Within science, peer review serves two different purposes. First, it functions as a gatekeeping mechanism for deciding which projects deserve to be carried out or disseminated – an aim of peer review is to make sure that good work is being funded or published and undeserving projects are rejected. Second, peer review is often taken to embody the critical mechanism that is central to the scientific method. By pointing out defects and weaknesses in manuscripts or proposals, and by suggesting new ways of approaching the phenomena of interest, peer reviewers are expected to help authors improve the quality of their work. At least in an ideal case, authors know why their manuscripts were rejected or accepted after receiving peer review reports and can take the feedback into consideration in their future work.

In this sense, peer review represents an intersubjective mechanism that guards against the biases and blind spots that individual researchers may have. Criticism of evidence, methods and reasoning is essential to science, and necessary for arriving at trustworthy results.[1] Such critical interaction thus ensures that a wide variety of perspectives in represented in science, which is both epistemically and socially valuable. If prediction markets were to replace peer review, could they serve this second, critical, function? It seems that the answer is No. Prediction markets do not provide reasons in the way that peer review does, and if the only information that is available are probabilistic predictions, something essential to science is lost.

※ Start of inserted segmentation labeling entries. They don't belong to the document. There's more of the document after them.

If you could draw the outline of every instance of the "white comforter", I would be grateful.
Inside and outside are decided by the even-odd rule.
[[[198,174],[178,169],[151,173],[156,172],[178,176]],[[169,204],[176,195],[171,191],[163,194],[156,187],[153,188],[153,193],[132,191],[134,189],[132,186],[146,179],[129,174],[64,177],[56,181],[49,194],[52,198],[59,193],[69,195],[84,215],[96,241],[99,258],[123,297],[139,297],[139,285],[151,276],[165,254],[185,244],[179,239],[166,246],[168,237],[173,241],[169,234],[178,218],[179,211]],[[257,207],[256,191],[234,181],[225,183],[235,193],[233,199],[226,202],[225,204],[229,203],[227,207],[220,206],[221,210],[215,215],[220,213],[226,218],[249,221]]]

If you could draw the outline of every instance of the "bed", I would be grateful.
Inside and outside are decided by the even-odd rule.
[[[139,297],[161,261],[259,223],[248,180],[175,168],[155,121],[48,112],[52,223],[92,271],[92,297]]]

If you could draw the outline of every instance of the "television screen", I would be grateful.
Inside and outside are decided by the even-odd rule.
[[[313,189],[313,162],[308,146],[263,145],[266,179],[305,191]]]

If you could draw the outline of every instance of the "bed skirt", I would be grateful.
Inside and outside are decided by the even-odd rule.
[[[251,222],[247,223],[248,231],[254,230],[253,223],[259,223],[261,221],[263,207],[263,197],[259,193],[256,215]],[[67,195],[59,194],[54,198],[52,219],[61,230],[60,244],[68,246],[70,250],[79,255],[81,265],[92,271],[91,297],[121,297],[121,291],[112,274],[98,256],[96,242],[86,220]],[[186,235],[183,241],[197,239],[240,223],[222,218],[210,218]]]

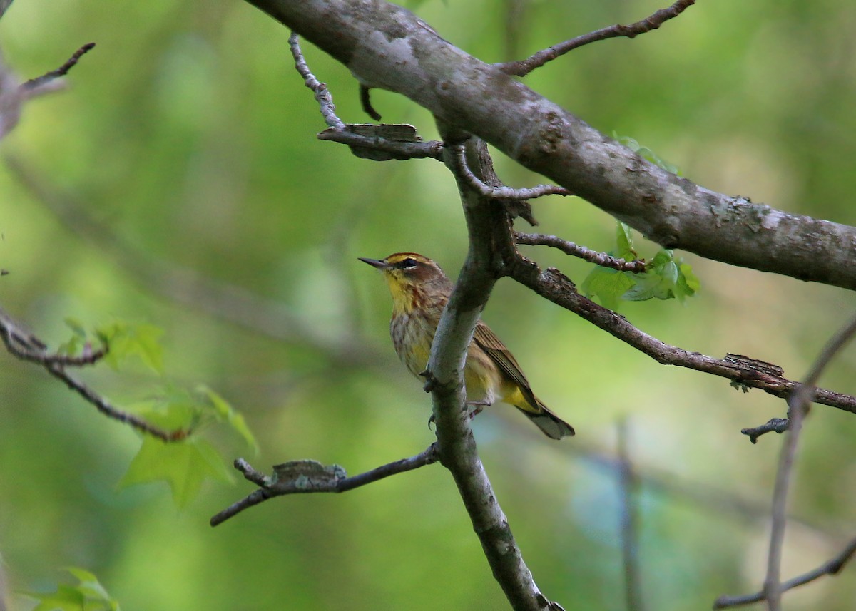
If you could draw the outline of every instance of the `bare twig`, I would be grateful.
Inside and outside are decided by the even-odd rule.
[[[618,463],[621,489],[621,556],[624,562],[624,593],[627,611],[644,611],[642,577],[639,561],[639,515],[636,496],[639,478],[630,461],[629,433],[626,419],[618,423]]]
[[[731,359],[714,359],[661,341],[634,327],[620,314],[580,294],[574,282],[555,268],[542,271],[533,263],[518,254],[516,260],[508,265],[507,271],[508,276],[538,294],[576,313],[662,365],[686,367],[719,376],[737,383],[740,387],[758,389],[782,399],[790,396],[798,386],[797,383],[772,373],[774,370],[769,366],[762,368],[753,365],[760,361],[736,359],[734,355]],[[812,400],[856,413],[856,397],[850,394],[817,389]]]
[[[456,174],[463,176],[469,183],[470,187],[475,189],[479,194],[490,198],[491,199],[533,199],[544,197],[544,195],[573,195],[570,191],[563,187],[556,185],[536,185],[531,188],[514,189],[510,187],[493,187],[479,180],[473,174],[467,163],[467,156],[464,147],[456,145],[454,147],[455,155],[453,160],[455,167],[453,170]]]
[[[382,465],[372,471],[348,478],[345,470],[338,465],[327,466],[315,460],[294,460],[277,465],[274,467],[273,475],[268,477],[253,469],[243,459],[238,459],[235,461],[235,468],[259,488],[213,516],[211,525],[217,526],[245,509],[275,496],[310,492],[347,492],[390,475],[432,465],[437,460],[437,443],[432,443],[415,456]]]
[[[821,373],[854,333],[856,333],[856,316],[827,342],[806,374],[803,383],[797,386],[788,398],[790,423],[779,456],[779,468],[776,473],[776,483],[773,488],[773,519],[770,534],[770,550],[767,555],[767,575],[764,580],[763,591],[770,611],[779,611],[782,607],[782,548],[784,544],[787,524],[788,492],[803,418],[808,412],[815,386]]]
[[[26,92],[27,95],[33,95],[33,92],[44,87],[45,85],[50,83],[51,80],[60,78],[61,76],[65,76],[68,70],[73,68],[77,65],[78,61],[85,54],[88,53],[90,50],[95,48],[95,43],[86,43],[82,47],[74,51],[74,55],[68,58],[68,60],[63,63],[62,66],[57,68],[56,70],[51,70],[47,72],[41,76],[37,76],[35,79],[30,79],[21,86],[21,90]]]
[[[644,274],[645,270],[645,259],[635,259],[633,261],[625,261],[623,258],[617,258],[608,255],[606,252],[581,246],[567,240],[562,240],[556,235],[547,235],[545,234],[520,234],[514,232],[514,241],[518,244],[526,244],[529,246],[545,246],[558,248],[565,254],[572,257],[579,257],[584,261],[593,263],[601,267],[608,267],[619,271],[629,271],[634,274]]]
[[[508,74],[526,76],[535,68],[544,66],[548,62],[551,62],[570,50],[579,49],[584,44],[619,37],[633,39],[646,32],[656,30],[669,20],[677,17],[694,3],[695,0],[678,0],[678,2],[675,2],[668,9],[661,9],[642,21],[631,23],[629,26],[615,24],[609,27],[602,27],[599,30],[590,32],[587,34],[578,36],[575,39],[571,39],[558,44],[554,44],[548,49],[539,50],[538,53],[520,62],[499,63],[496,64],[496,67]]]
[[[443,143],[438,140],[423,141],[421,139],[402,139],[394,135],[389,128],[401,128],[402,125],[371,125],[348,123],[342,128],[328,128],[318,134],[319,140],[329,140],[348,145],[354,154],[375,161],[389,159],[443,159]],[[371,129],[369,129],[371,128]],[[396,129],[400,132],[401,129]]]
[[[294,68],[303,77],[303,82],[315,93],[324,122],[330,127],[318,133],[318,139],[339,142],[350,146],[354,155],[360,157],[388,161],[389,159],[420,159],[432,157],[442,159],[443,144],[433,140],[423,142],[415,136],[416,130],[411,126],[397,125],[360,125],[345,123],[336,114],[333,96],[327,86],[319,81],[309,69],[303,51],[298,43],[298,36],[292,32],[288,37],[288,48],[294,58]],[[372,108],[369,98],[369,88],[360,86],[360,99],[363,110],[375,121],[381,116]],[[401,128],[410,128],[413,136],[401,137]]]
[[[749,441],[752,443],[758,443],[758,438],[762,435],[767,433],[779,433],[781,435],[788,430],[788,426],[787,418],[771,418],[764,424],[753,426],[751,429],[740,429],[740,432],[748,436]]]
[[[327,86],[316,79],[315,75],[309,70],[309,66],[306,65],[306,61],[303,57],[303,51],[300,50],[300,43],[297,41],[297,34],[294,32],[288,37],[288,48],[291,49],[291,56],[294,58],[294,68],[303,77],[306,86],[315,93],[315,99],[321,106],[321,116],[324,117],[324,122],[331,128],[345,127],[344,122],[336,114],[333,96],[327,90]]]
[[[116,407],[86,384],[73,377],[65,371],[66,366],[88,365],[86,359],[74,359],[62,355],[50,354],[43,341],[21,329],[8,315],[0,312],[0,339],[10,354],[31,363],[42,365],[48,373],[65,383],[66,386],[80,394],[87,402],[108,418],[128,424],[141,433],[151,435],[164,442],[177,442],[189,435],[183,429],[165,430],[128,412]]]
[[[375,121],[380,121],[383,118],[372,105],[372,90],[362,83],[360,85],[360,105],[363,107],[363,112]]]
[[[856,555],[856,538],[847,543],[847,547],[844,548],[844,549],[842,549],[841,552],[835,558],[824,562],[816,569],[783,582],[779,587],[779,591],[787,592],[788,590],[809,584],[815,579],[823,577],[824,575],[837,575],[841,572],[841,569],[844,568],[845,565],[847,565],[847,562],[853,559],[853,555]],[[760,602],[761,601],[764,601],[764,598],[765,595],[764,590],[755,592],[754,594],[746,594],[736,596],[722,596],[714,602],[713,608],[724,609],[731,607],[740,607],[742,605],[748,605],[753,602]]]

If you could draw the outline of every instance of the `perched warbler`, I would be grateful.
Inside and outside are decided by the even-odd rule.
[[[392,293],[392,343],[410,372],[419,376],[428,364],[452,282],[439,265],[415,252],[396,252],[380,260],[360,257],[360,260],[383,273]],[[482,406],[501,400],[520,410],[548,437],[574,435],[574,427],[538,400],[514,357],[481,321],[467,352],[464,385],[467,402],[479,406],[476,412]]]

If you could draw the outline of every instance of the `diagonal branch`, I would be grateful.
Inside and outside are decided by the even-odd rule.
[[[128,424],[131,428],[139,430],[140,433],[151,435],[163,442],[178,442],[186,438],[190,434],[189,430],[184,429],[176,429],[175,430],[161,429],[146,422],[139,416],[121,410],[112,405],[104,397],[71,376],[66,371],[67,366],[91,365],[97,359],[69,359],[68,357],[49,353],[45,342],[33,334],[22,330],[21,325],[16,323],[2,311],[0,311],[0,339],[3,340],[6,350],[10,354],[22,360],[42,365],[48,373],[56,379],[64,382],[66,386],[80,394],[84,400],[94,406],[98,412],[107,418]],[[103,354],[104,353],[101,353],[102,356]]]
[[[781,371],[763,361],[731,354],[714,359],[671,346],[634,327],[627,318],[598,306],[577,291],[574,282],[555,268],[542,271],[521,255],[517,255],[507,269],[508,275],[520,284],[557,306],[574,312],[600,327],[621,341],[647,354],[657,363],[686,367],[732,380],[743,388],[758,389],[776,397],[787,399],[799,385],[776,373]],[[766,365],[766,366],[762,366]],[[856,397],[824,389],[815,391],[812,400],[851,413],[856,413]]]
[[[211,519],[211,525],[223,524],[245,509],[275,496],[311,492],[347,492],[390,475],[433,465],[437,460],[437,443],[432,443],[415,456],[382,465],[348,478],[345,470],[338,465],[326,466],[315,460],[293,460],[276,465],[274,466],[273,475],[268,477],[253,469],[243,459],[238,459],[235,461],[235,468],[243,473],[246,479],[259,484],[259,488],[214,515]]]
[[[767,575],[764,581],[764,593],[770,611],[779,611],[782,607],[782,549],[784,545],[785,525],[788,521],[788,492],[790,488],[794,462],[796,460],[797,443],[802,431],[802,422],[808,413],[815,386],[821,373],[854,334],[856,334],[856,316],[827,342],[806,374],[803,383],[797,386],[788,398],[790,422],[788,436],[782,446],[779,468],[776,472],[776,483],[773,487],[773,519],[770,533],[770,550],[767,555]]]
[[[472,188],[485,198],[490,198],[491,199],[534,199],[544,195],[568,196],[574,194],[563,187],[556,187],[556,185],[537,185],[530,188],[521,189],[488,185],[473,174],[473,170],[467,164],[467,156],[464,153],[463,146],[455,146],[453,148],[453,161],[455,163],[455,173],[463,176]]]
[[[618,271],[630,271],[637,274],[645,273],[645,259],[635,259],[633,261],[625,261],[623,258],[617,258],[605,252],[593,251],[591,248],[581,246],[567,240],[562,240],[556,235],[546,235],[544,234],[521,234],[514,232],[514,241],[517,244],[527,244],[529,246],[545,246],[558,248],[567,255],[579,257],[584,261],[593,263],[601,267],[608,267]]]
[[[466,135],[442,122],[438,122],[438,128],[447,143],[446,164],[458,184],[469,235],[467,259],[441,317],[425,373],[434,404],[440,460],[452,473],[494,578],[512,608],[561,609],[558,603],[548,601],[541,593],[523,560],[479,458],[465,409],[463,371],[467,347],[496,281],[501,249],[510,251],[513,247],[509,218],[503,207],[494,205],[455,171],[459,164],[449,145],[459,144]],[[479,169],[480,180],[498,184],[484,143],[470,139],[466,145],[467,162]]]
[[[48,83],[51,80],[56,80],[60,77],[65,76],[68,74],[68,70],[73,68],[77,65],[77,62],[80,60],[85,54],[91,51],[95,48],[95,43],[86,43],[82,47],[78,49],[74,53],[68,58],[68,60],[63,63],[62,66],[57,68],[56,70],[51,70],[41,76],[37,76],[34,79],[30,79],[29,80],[24,82],[21,88],[28,96],[34,95],[39,90],[43,89]]]
[[[847,547],[838,555],[824,562],[817,568],[783,582],[779,588],[779,591],[787,592],[788,590],[809,584],[824,575],[837,575],[854,555],[856,555],[856,539],[853,539],[847,543]],[[765,600],[765,598],[764,590],[739,596],[722,596],[714,601],[713,608],[724,609],[732,607],[741,607],[743,605],[752,604],[753,602],[760,602]]]
[[[666,248],[856,289],[856,228],[718,193],[667,172],[450,44],[406,9],[382,0],[247,2],[361,83],[407,97]]]
[[[578,36],[575,39],[554,44],[544,50],[539,50],[538,53],[522,61],[507,62],[505,63],[496,64],[496,66],[508,74],[526,76],[532,70],[541,68],[548,62],[552,62],[565,53],[574,49],[579,49],[585,44],[620,37],[633,39],[639,34],[656,30],[669,20],[677,17],[693,4],[695,4],[695,0],[678,0],[668,9],[661,9],[639,21],[631,23],[629,26],[622,26],[620,23],[616,23],[615,26],[602,27],[599,30],[590,32],[587,34]]]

To illustrate this point in a more intuitive way: imagine that instead of writing this comment in which we review Thicke’s paper, there is a prediction market on which we, Thicke and other authors would invest in bets regarding the likelihood of science prediction markets being an adequate replacement of the traditional method of peer review. From the resulting price signal we would infer whether predictions markets are indeed an adequate replacement or not. Would that allow for the same kind of interaction in which we now engage with Thicke and others by writing this comment? At least intuitively, it seems to us that the answer is No.

Deliberation About Science in Politics

Such a lack of reasons that justify why certain views have been accepted or rejected is not only a problem for researchers who strive towards getting their work published, but could also be detrimental to public trust in science. When scientists give answers to questions that are politically or socially sensitive, or when controversial science-based recommendations are given, it is important to explain the underlying reasons to ensure that those affected can – at least try to – understand them.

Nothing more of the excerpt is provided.